Nadal’s victory over Schuettler, in one hour and 34 minutes, offered little opportunity to gauge his game given the chilly, windy conditions that prevailed as darkness fell in the California desert.
“When I went to practice in the morning, it was perfect conditions,” Nadal said. “And when I went on court, the weather completely changed, so it was difficult to adapt.”
Nadal, who sped to a 5-1 lead with two breaks of serve in the opening set, then lost three games in a row before closing out the set.
He needed only one break of serve, in the seventh game, and didn't face a break point in the second frame as he closed out the match.
Nadal next faces Croatian Mario Ancic, a 4-6, 7-6 (7/5), 6-3 winner over France's Julien Benneteau.

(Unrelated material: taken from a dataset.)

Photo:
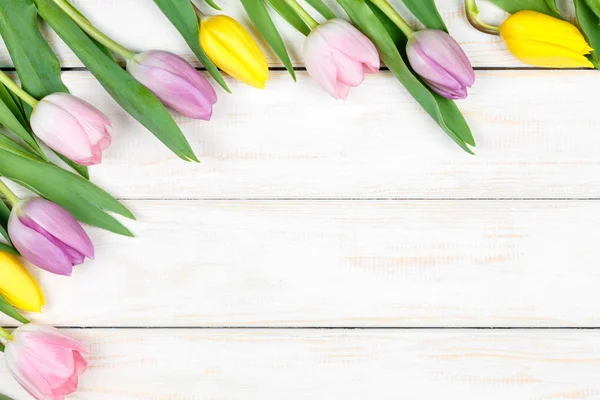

Ancic, a 2004 Wimbledon semi-finalist, missed most of last year after being diagnosed with mononucleosis that had first been diagnosed as a bad flu in 2008.
Serbian Novak Djokovic, seeded second behind Roger Federer in the first Masters 1000 tournament of 2010, was due to open his campaign in the night's finale against American Mardy Fish - the man Djokovic beat in the final here in 2008.
Among other seeded men advancing to the third round Saturday after all 32 enjoyed first-round byes, fifth-seeded Nikolay Davydenko defeated Latvia's Ernests Gulbis 6-4, 6-4.
The world number six from Russia needed one hour and 34 minutes to reach the third round with the win over Gulbis, the young Latvian who notched his first career ATP title last month at Delray Beach.
In the third round, the 28-year-old Davydenko will take on Serbian Viktor Troicki, who advanced when Pablo Cuevas retired with a back injury after one game.
Spain's Guillermo Garcia-Lopez ousted eighth-seeded Croatian Marin Cilic 7-6 (7/1), 6-0, but Spanish 10th seed Fernando Verdasco made it safely through.